The Divorce Process
Because marriage is a legal entity, the only way to no longer be married is to dissolve the marriage through the courts. A Divorce begins, like any other civil lawsuit, with the Petition for Dissolution of Marriage.
Petition for Dissolution of Marriage
Within the divorce petition, your lawyer will include some specific allegations such as the names and addresses of parties, dates of marriage and separation and children of the marriage. The lawsuit will also include general allegations concering the distribution of assets and debts and the proposed parenting arrangement of the parties minor children. The petition will conclude with the "prayer for relief" which is simply the request by the Petitioner or Respondent as to what they are asking the court to do...Dissolve the marriage, divide the assets and debts, approve a parenting plan, provide child support, maintenance, name change, attorney fees, and court costs.

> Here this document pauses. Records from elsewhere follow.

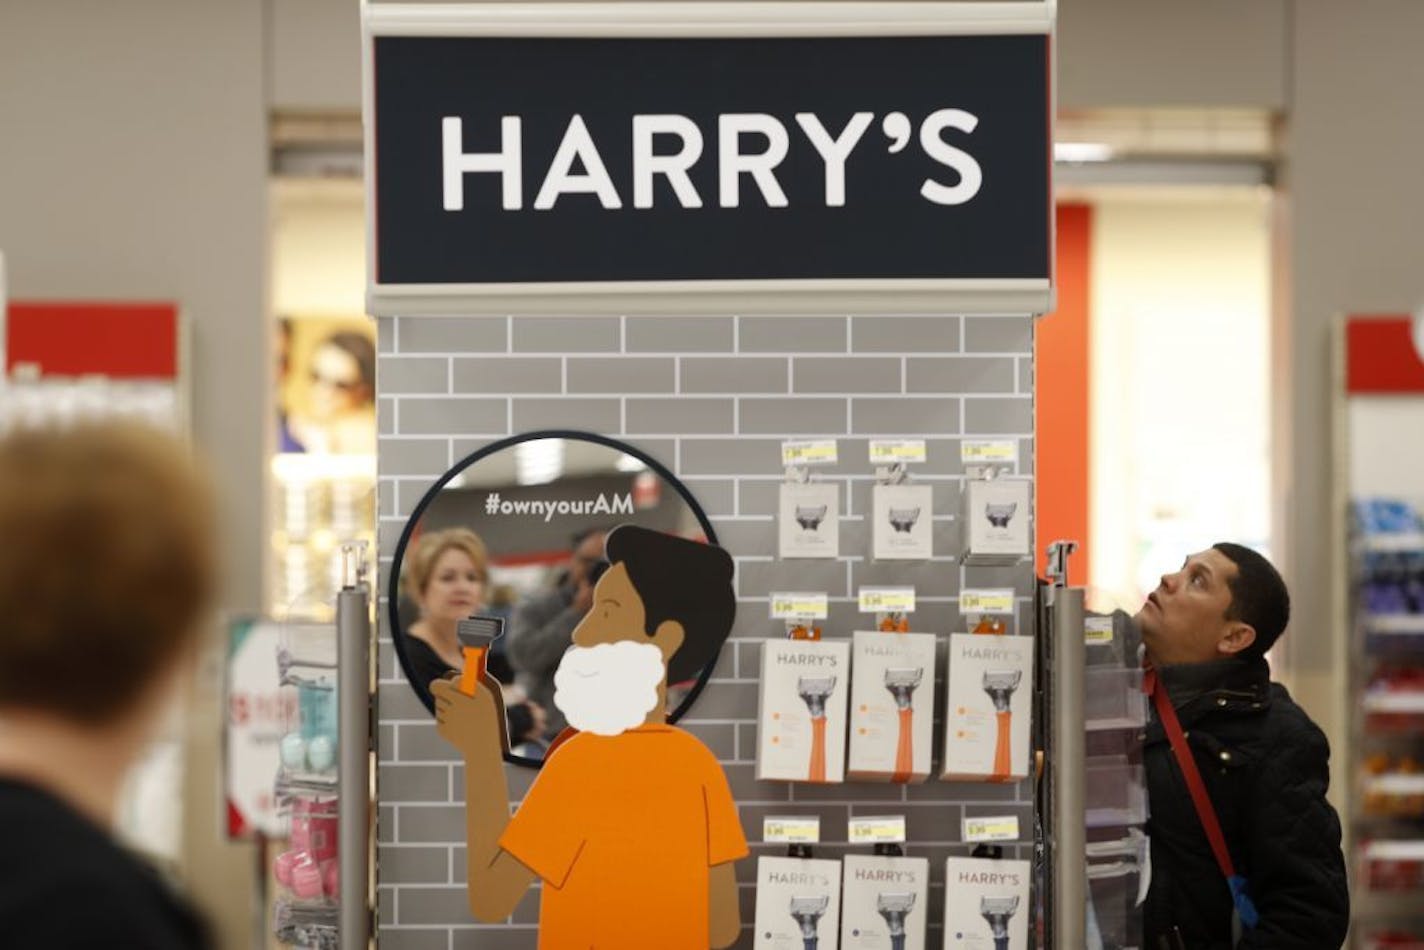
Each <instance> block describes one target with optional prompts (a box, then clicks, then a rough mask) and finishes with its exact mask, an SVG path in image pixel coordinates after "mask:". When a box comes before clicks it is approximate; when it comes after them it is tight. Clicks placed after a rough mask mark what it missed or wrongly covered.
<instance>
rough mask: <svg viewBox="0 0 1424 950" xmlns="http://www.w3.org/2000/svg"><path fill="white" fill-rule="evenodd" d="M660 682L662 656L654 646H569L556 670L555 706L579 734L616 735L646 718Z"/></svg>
mask: <svg viewBox="0 0 1424 950" xmlns="http://www.w3.org/2000/svg"><path fill="white" fill-rule="evenodd" d="M662 677H664V668H662V651H661V649H658V648H656V647H654V645H652V644H639V642H638V641H634V640H619V641H618V642H614V644H598V645H595V647H570V648H568V651H567V652H565V654H564V658H562V659H560V661H558V669H555V671H554V705H555V706H558V709H560V712H562V714H564V716H565V718H567V719H568V724H570V725H571V726H574V728H575V729H578V731H580V732H592V734H594V735H619V734H622V732H627V731H628V729H632V728H634V726H641V725H642V724H644V722H645V721H646V719H648V714H649V712H651V711H652V709H654V708H655V706H656V705H658V685H659V684H661V682H662Z"/></svg>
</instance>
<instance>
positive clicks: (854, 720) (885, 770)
mask: <svg viewBox="0 0 1424 950" xmlns="http://www.w3.org/2000/svg"><path fill="white" fill-rule="evenodd" d="M934 640H936V637H934V634H886V632H879V631H869V630H857V631H856V632H854V634H852V638H850V758H849V762H847V765H846V771H847V772H849V775H850V778H853V779H862V781H869V782H923V781H924V779H927V778H930V758H931V755H933V745H934V738H933V735H934V667H936V664H934Z"/></svg>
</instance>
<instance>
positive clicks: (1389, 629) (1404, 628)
mask: <svg viewBox="0 0 1424 950" xmlns="http://www.w3.org/2000/svg"><path fill="white" fill-rule="evenodd" d="M1361 624H1363V625H1364V630H1366V632H1367V634H1373V635H1377V637H1424V614H1366V615H1364V618H1363V620H1361Z"/></svg>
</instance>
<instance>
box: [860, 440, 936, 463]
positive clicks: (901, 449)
mask: <svg viewBox="0 0 1424 950" xmlns="http://www.w3.org/2000/svg"><path fill="white" fill-rule="evenodd" d="M924 459H926V451H924V439H873V440H871V442H870V464H873V466H893V464H906V463H910V461H924Z"/></svg>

Upon the filing of the Petition, the parties can either reach an amicable resolution and have a Marital Settlement Agreement entered right away, or the parties can go through a process called Discovery in hopes of eventually reaching a Marital Settlement Agreement, or having a bench tried case and allowing a Judge to decide the fate of the property, debts and custody arrangements. Discovery is typically in the form of Interrogatories, Request for Production of Documents, Request for Admissions and Depositions.

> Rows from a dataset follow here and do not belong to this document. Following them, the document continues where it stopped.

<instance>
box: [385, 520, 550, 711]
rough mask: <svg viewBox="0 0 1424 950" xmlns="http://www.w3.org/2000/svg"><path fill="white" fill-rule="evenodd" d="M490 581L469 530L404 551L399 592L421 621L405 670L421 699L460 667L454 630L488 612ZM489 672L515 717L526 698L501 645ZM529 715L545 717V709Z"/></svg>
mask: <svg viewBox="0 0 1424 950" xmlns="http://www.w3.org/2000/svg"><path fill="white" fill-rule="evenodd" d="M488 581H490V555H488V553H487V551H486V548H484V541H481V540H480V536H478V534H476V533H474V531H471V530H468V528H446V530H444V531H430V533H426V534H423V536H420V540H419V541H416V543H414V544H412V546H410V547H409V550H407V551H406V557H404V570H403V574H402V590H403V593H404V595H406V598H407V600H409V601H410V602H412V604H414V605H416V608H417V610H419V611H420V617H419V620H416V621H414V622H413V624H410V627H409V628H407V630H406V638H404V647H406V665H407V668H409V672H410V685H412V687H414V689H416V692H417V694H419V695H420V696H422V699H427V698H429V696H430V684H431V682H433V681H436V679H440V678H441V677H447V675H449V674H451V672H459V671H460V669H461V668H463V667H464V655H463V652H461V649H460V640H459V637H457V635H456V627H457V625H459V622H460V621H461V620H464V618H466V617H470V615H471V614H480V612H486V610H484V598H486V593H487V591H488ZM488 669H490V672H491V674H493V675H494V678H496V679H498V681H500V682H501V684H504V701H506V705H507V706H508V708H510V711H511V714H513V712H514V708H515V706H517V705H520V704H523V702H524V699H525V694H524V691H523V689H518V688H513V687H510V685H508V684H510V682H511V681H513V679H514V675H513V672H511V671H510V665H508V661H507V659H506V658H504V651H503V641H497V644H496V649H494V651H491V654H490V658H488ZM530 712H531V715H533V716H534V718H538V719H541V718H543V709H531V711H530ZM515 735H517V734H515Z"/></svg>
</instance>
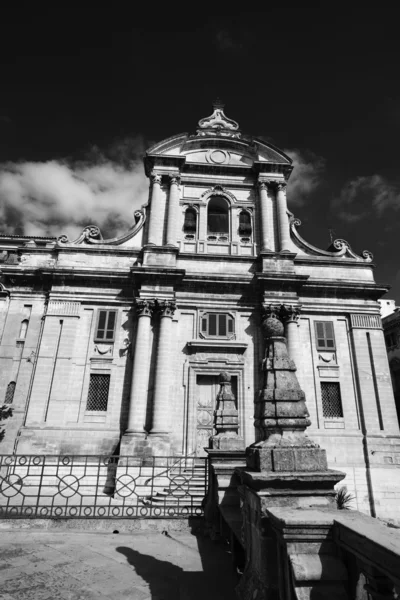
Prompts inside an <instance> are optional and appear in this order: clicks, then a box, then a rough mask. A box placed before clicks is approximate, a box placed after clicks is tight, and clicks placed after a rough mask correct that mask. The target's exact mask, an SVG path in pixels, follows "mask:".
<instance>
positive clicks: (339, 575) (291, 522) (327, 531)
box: [238, 507, 400, 600]
mask: <svg viewBox="0 0 400 600" xmlns="http://www.w3.org/2000/svg"><path fill="white" fill-rule="evenodd" d="M245 523H246V521H245ZM251 525H252V528H253V532H252V546H251V547H250V546H249V545H248V544H246V526H245V531H244V541H245V551H246V556H247V566H246V569H245V572H244V575H243V577H242V580H241V581H240V583H239V586H238V592H239V594H238V595H239V598H243V599H247V598H250V597H251V598H255V599H257V600H265V599H266V598H268V599H270V598H276V599H279V600H294V599H298V600H308V599H310V600H311V599H316V598H329V599H330V600H336V599H337V600H346V599H348V600H370V599H371V600H383V599H385V598H387V599H388V600H390V599H393V600H395V599H397V598H399V594H400V535H399V531H398V530H395V529H390V528H388V527H387V526H386V525H385V524H383V523H382V522H381V521H378V520H377V519H374V518H372V517H368V516H366V515H363V514H361V513H359V512H356V511H340V510H321V509H318V508H311V509H302V510H298V509H293V508H286V507H271V508H268V509H267V510H266V511H265V514H264V516H263V517H262V518H261V520H260V521H259V523H258V527H257V523H255V522H253V523H252V524H251ZM247 526H249V522H247ZM255 528H256V530H257V535H256V539H257V542H256V544H255V545H254V542H255V538H254V529H255ZM247 539H249V537H248V538H247ZM255 549H258V550H260V551H257V552H255V551H254V550H255Z"/></svg>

Trial or Marital Settlement Agreement
Most divorce actions are resolved prior to trial. It is generally considered to be a smart family practice to avoid trial if at all possible. Already hurt feelings will become more exposed or rehashed at the divorce trial and the length to actually have a case heard by a Judge could take many more months than people realize due to the backlog of cases and the length of time it takes to prepare for a trial. However, sometimes to get the best results you have to prepare as if you are going to trial. This is an expensive and lengthy process. Consider alternatives to trial at the beginning stages of the divorce process.
One highly recommended approach to resolving differences is the use of a trained mediator. A mediator does not represent either party. Instead, the mediator will attempt to reach compromises amongst the parties. Mediation should be utilitzed to narrow the issues at an early stage of the process, but can be used at any point. Skilled mediators are able to short circuit many months of litigation and avoid potentially thousands of dollars in unnecessary legal fees.
A parenting plan is a document that lays out the general and specific guidelines of how the parenting arrangment will be accomplished by the parties. Joint Physical and Joint Legal Custody is the presumed arrangement by the State of Missouri. In order to overcome this joint arrangement a party must be able to show that the other parent cannot co-parent or does not have the children's best interest in mind. This is a difficult burden to overcome and therefore most parenting arrangments are joint physical and joint legal.
The standard in any parenting plan is the children's best interest. All parents have a duty to their children to keep them safe and provide for their needs.